How Accountable Care Organizations can improve health care quality while reducing costs

Many health care providers are attempting to consolidate into Accountable Care Organizations (ACOs), due in part to health reform legislation that requires an ACO model to be up and running for Medicare beneficiaries by January 1, 2012.

The ACO movement has been driven by the American Medical Group Association and its many member groups. These organizations are already accountable to the communities they serve, are integrated systems that coordinate care, have already invested in the use of electronic medical records and have cultures that are physician-led and embody ideas of continuous quality improvement.

“These organizations that track records for quality improvement and cost trend management are far outperforming the fragmented care that exists across the country and is paid for through the traditional fee-for-service model,” says Ronald Copeland, M.D., president and executive medical director of the Ohio Permanente Medical Group. “That is what got the policy-makers’ attention: results — higher quality and lower costs.”

Smart Business spoke with Dr.
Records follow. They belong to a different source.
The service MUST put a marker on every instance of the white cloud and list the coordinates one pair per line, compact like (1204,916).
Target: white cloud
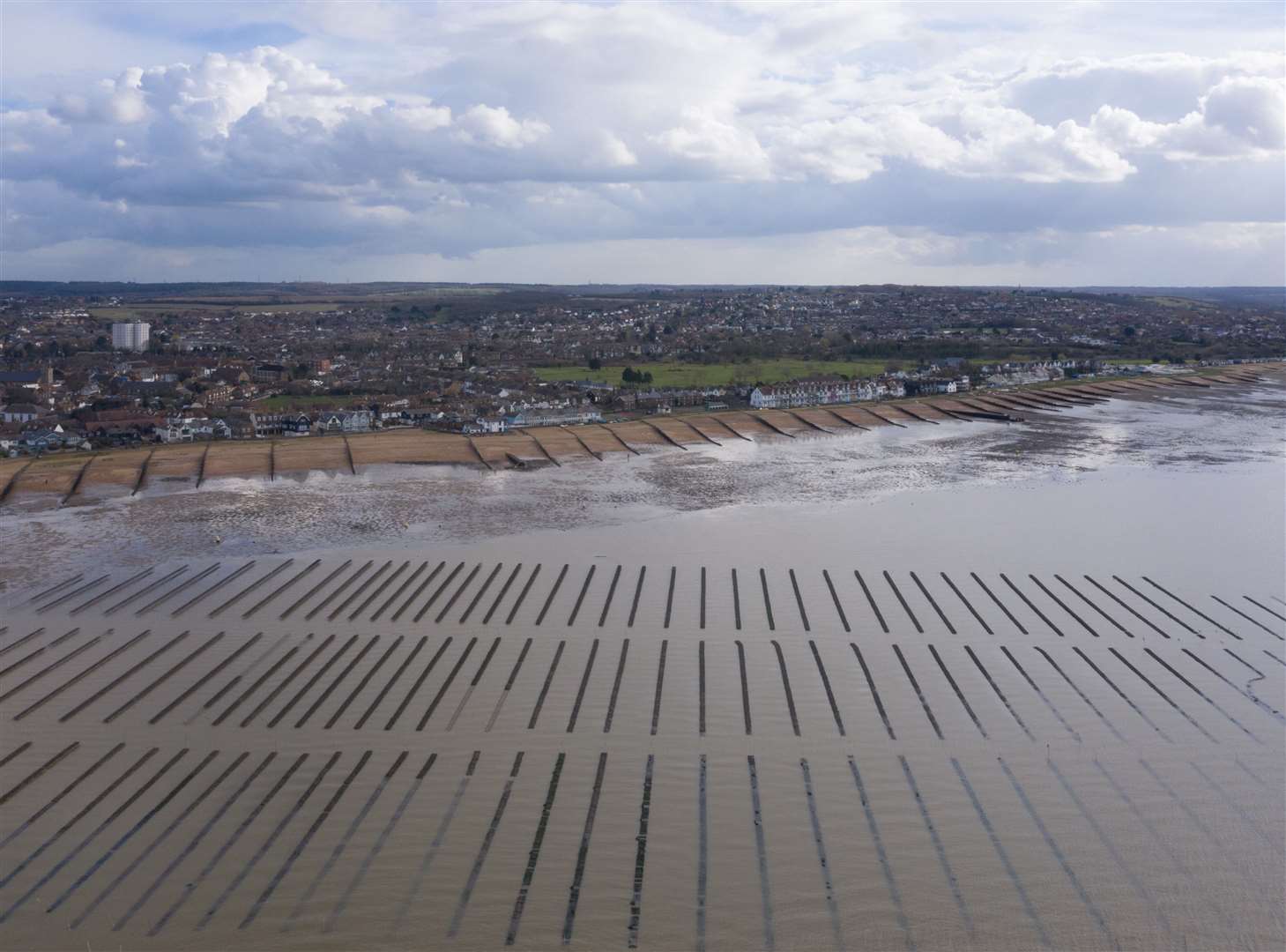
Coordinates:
(465,128)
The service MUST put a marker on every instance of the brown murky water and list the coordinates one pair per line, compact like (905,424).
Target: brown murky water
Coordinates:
(1047,711)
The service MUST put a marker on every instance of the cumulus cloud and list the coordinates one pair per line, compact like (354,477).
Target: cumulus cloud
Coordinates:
(465,128)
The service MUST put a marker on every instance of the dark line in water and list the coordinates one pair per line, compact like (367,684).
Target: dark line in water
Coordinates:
(1082,597)
(583,854)
(1062,605)
(361,570)
(1039,694)
(1201,694)
(344,842)
(121,678)
(1193,610)
(109,592)
(1000,605)
(53,666)
(826,683)
(957,690)
(925,592)
(768,602)
(523,595)
(415,685)
(611,591)
(1136,884)
(1164,696)
(213,588)
(1247,695)
(641,856)
(1082,694)
(164,876)
(765,893)
(504,591)
(190,888)
(1165,845)
(998,692)
(745,685)
(381,588)
(432,599)
(1034,609)
(311,682)
(377,847)
(398,593)
(268,576)
(356,593)
(1260,605)
(638,591)
(89,772)
(93,835)
(835,597)
(161,837)
(938,847)
(967,605)
(364,681)
(544,688)
(160,681)
(447,685)
(35,775)
(903,602)
(799,599)
(394,680)
(471,882)
(457,593)
(1121,694)
(313,591)
(308,569)
(786,686)
(85,811)
(338,680)
(76,677)
(584,588)
(874,694)
(171,592)
(701,688)
(473,683)
(425,583)
(1005,857)
(509,686)
(821,854)
(286,681)
(1059,854)
(266,844)
(554,592)
(890,881)
(702,856)
(584,683)
(1254,621)
(924,702)
(1129,609)
(534,853)
(616,686)
(1176,621)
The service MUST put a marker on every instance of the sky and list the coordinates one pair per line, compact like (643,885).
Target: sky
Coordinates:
(1034,143)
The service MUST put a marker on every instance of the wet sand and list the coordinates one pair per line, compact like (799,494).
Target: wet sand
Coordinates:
(966,686)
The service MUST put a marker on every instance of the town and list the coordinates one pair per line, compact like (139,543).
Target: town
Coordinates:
(98,366)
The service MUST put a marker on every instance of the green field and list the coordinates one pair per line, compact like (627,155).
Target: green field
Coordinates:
(675,375)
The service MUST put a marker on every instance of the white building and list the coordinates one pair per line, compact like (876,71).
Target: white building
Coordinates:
(131,336)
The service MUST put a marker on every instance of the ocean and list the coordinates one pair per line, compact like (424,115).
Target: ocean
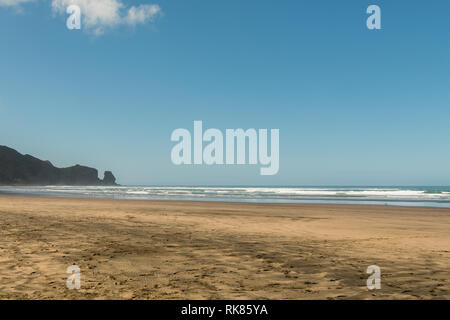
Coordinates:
(401,196)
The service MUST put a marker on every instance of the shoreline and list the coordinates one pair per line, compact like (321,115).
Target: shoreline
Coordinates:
(308,201)
(159,249)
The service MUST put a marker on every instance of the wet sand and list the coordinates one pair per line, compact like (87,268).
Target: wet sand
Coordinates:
(213,250)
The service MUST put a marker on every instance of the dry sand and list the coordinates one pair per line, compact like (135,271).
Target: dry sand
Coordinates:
(200,250)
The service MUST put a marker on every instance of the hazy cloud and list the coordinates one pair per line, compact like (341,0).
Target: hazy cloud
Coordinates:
(99,15)
(13,3)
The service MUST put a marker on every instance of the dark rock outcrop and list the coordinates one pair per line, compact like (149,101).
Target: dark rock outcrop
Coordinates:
(109,178)
(19,169)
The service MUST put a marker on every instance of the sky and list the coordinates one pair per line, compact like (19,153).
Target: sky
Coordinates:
(354,106)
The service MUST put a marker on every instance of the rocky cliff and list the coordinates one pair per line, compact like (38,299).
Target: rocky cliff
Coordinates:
(19,169)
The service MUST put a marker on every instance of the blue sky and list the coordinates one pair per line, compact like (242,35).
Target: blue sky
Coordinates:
(354,106)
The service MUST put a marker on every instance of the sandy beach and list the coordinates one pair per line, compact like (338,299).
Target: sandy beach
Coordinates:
(214,250)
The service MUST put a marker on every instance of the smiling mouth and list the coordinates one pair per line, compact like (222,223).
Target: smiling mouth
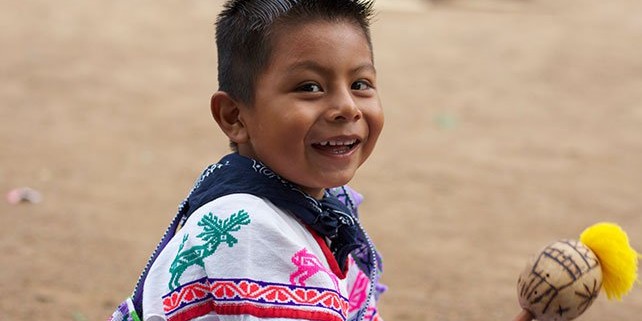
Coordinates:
(337,147)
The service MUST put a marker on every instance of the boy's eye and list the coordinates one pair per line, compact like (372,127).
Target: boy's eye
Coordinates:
(310,87)
(360,85)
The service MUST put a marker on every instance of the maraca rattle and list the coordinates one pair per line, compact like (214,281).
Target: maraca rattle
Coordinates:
(564,279)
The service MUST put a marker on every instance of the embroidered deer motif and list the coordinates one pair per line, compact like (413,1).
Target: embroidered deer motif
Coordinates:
(215,232)
(307,266)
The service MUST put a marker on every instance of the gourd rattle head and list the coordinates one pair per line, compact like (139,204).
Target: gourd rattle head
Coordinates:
(564,279)
(561,282)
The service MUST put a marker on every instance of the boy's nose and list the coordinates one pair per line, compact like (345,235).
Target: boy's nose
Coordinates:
(345,108)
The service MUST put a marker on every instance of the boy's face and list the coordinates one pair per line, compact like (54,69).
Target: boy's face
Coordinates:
(316,114)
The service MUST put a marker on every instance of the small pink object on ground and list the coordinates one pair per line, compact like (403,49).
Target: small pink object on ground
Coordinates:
(23,194)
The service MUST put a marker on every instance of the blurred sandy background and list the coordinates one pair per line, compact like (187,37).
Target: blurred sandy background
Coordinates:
(510,124)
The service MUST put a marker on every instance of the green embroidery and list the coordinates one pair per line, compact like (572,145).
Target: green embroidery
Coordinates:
(215,232)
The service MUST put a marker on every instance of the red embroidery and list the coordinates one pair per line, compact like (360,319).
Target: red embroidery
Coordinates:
(261,299)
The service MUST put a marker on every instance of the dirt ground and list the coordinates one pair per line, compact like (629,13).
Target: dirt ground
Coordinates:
(509,124)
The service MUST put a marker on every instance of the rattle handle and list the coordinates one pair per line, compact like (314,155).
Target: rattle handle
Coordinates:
(524,316)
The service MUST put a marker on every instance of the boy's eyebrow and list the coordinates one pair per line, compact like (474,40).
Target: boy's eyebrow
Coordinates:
(316,67)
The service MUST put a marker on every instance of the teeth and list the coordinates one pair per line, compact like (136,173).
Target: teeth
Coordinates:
(337,142)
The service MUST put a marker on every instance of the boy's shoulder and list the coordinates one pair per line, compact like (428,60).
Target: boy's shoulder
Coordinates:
(228,243)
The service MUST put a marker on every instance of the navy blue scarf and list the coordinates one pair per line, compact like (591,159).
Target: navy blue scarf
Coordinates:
(329,217)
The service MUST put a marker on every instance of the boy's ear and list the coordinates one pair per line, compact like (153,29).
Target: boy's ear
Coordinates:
(226,112)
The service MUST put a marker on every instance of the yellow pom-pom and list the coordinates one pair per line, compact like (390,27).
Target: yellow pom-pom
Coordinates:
(618,259)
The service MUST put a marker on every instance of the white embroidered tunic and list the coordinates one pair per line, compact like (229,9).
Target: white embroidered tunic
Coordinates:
(239,257)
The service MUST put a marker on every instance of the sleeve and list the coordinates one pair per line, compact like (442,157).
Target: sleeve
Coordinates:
(361,300)
(241,258)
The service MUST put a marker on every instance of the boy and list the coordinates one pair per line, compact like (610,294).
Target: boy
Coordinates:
(271,231)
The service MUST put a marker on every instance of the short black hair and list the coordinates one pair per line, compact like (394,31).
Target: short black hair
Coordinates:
(244,29)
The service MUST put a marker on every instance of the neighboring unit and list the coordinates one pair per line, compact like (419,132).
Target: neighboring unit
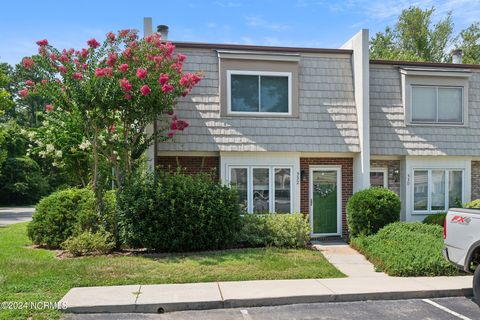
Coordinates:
(301,129)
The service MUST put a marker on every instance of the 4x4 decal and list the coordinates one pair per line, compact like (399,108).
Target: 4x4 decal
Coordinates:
(461,220)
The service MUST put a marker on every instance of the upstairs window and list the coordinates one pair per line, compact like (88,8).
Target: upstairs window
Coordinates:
(259,92)
(437,104)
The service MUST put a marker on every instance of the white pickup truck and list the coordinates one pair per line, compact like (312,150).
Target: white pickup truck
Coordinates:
(461,234)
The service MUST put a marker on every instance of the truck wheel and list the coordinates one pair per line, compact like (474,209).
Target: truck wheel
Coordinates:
(476,285)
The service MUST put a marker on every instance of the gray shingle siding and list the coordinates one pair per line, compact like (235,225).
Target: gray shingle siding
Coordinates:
(327,119)
(390,136)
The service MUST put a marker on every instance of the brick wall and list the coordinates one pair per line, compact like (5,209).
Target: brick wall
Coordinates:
(475,180)
(347,183)
(392,165)
(191,164)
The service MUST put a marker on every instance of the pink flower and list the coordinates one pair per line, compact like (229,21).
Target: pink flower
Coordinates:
(108,71)
(177,67)
(112,57)
(126,86)
(43,42)
(167,88)
(127,53)
(93,43)
(77,75)
(163,79)
(141,73)
(111,36)
(145,90)
(23,93)
(27,63)
(123,33)
(42,51)
(64,58)
(123,67)
(84,53)
(181,57)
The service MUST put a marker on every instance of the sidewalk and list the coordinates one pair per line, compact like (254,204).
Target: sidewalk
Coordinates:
(214,295)
(363,283)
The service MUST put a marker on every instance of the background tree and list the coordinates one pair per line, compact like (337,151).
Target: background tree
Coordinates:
(414,38)
(110,91)
(6,101)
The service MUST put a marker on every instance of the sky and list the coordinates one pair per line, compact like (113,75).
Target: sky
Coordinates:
(306,23)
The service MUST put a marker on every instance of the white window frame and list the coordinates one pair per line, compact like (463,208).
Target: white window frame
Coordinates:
(436,122)
(259,74)
(385,175)
(271,183)
(430,185)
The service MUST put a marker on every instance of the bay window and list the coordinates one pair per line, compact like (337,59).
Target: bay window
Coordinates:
(263,188)
(437,189)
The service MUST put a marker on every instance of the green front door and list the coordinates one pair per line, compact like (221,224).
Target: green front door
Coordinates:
(325,201)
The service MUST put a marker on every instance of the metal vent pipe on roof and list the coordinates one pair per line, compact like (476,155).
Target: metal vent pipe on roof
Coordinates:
(457,56)
(163,30)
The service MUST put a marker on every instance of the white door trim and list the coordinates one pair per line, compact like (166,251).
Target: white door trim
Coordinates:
(339,197)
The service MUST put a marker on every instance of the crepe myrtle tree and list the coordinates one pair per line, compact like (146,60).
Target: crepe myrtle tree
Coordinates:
(113,90)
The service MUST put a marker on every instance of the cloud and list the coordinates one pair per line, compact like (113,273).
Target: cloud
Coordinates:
(259,22)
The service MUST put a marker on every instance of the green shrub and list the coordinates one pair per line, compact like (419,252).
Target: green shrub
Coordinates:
(371,209)
(406,249)
(68,213)
(279,230)
(437,218)
(21,181)
(89,243)
(475,204)
(176,212)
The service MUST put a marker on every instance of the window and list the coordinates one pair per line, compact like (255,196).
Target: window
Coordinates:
(379,177)
(259,92)
(263,188)
(437,189)
(437,104)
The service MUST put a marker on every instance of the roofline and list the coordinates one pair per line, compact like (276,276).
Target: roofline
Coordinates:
(202,45)
(426,64)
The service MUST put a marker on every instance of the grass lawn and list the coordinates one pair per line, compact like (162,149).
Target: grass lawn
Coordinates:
(31,275)
(406,249)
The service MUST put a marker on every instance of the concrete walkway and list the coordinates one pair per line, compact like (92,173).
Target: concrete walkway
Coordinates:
(214,295)
(11,215)
(347,260)
(362,284)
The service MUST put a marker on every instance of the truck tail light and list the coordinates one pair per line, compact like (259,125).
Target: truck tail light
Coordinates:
(445,228)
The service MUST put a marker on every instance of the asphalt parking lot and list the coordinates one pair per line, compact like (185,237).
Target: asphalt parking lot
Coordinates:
(418,309)
(11,215)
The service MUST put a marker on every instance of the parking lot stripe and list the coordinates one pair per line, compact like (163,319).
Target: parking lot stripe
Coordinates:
(456,314)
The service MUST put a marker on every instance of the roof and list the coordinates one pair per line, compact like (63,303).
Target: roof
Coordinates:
(225,46)
(426,64)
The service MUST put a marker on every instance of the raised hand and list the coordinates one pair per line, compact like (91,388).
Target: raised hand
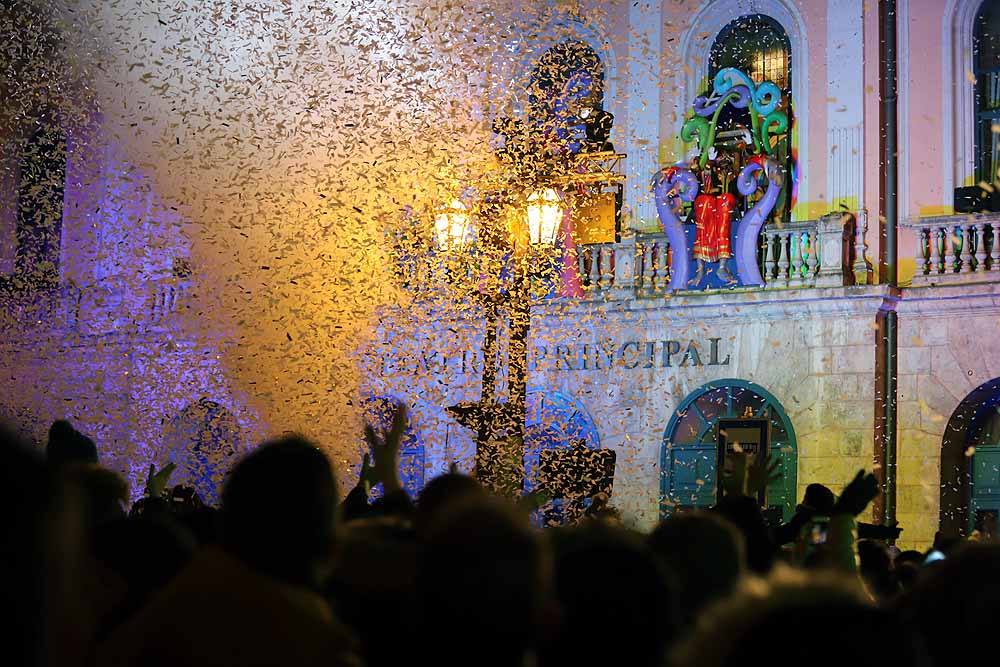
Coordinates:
(156,481)
(761,473)
(385,450)
(367,478)
(855,497)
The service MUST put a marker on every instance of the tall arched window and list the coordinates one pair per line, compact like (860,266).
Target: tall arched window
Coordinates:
(689,456)
(40,203)
(986,69)
(203,441)
(566,94)
(758,46)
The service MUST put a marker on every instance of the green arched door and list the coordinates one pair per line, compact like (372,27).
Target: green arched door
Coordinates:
(689,454)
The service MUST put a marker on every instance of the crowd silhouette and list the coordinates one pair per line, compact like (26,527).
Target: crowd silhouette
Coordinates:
(288,572)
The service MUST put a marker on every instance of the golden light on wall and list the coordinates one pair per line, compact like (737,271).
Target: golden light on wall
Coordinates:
(452,226)
(594,221)
(545,213)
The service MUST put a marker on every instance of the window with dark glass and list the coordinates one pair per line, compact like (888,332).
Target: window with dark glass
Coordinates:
(40,204)
(986,70)
(758,46)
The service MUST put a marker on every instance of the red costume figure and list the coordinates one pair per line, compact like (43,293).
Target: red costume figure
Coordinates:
(713,215)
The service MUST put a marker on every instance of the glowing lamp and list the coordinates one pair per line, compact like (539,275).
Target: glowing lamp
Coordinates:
(451,226)
(545,213)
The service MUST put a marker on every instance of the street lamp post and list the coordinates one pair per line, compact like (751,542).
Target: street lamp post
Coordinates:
(500,426)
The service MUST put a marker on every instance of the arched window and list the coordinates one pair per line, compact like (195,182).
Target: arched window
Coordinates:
(970,462)
(758,46)
(689,456)
(203,440)
(755,44)
(986,69)
(566,94)
(40,203)
(554,421)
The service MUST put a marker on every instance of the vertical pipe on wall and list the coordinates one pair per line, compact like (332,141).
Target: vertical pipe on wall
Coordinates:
(886,320)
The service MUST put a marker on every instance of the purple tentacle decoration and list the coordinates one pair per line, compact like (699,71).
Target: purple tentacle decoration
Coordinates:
(749,226)
(667,192)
Copeland about how ACOs are changing the playing field in health care.

Why are ACOs becoming more prominent?

It began when some of the lobbying groups from the large multi-specialty health care groups started working with policy makers on the idea that if you want to transform the health care delivery system, you should have a policy that drives change in payment. Under the ACO model, physicians are paid for quality outcomes and cost trend management, not just the quantity of the work done, which is the way the fee-for-service world works.

What exactly is an ACO?

By definition, these are health care organizations that contract to provide services for a defined population of Medicare patients. Accountability is the key; you have to be able to take care of a whole population of patients and be accountable for them, not just deal with the accountability of each single patient.

The notion is you take a defined population of Medicare patients, take accountability for their health and wellness, have a certain set of metrics for quality of care, and also be measured on cost trends and expenses. If the ACO can achieve quality outcomes at lower costs because of its efficiency, then Medicare will allow the ACO to share in those savings. It is not a threat to patients, because ACOs have to get the quality outcomes for the population. If you don’t have those metrics, then you don’t get the dollars.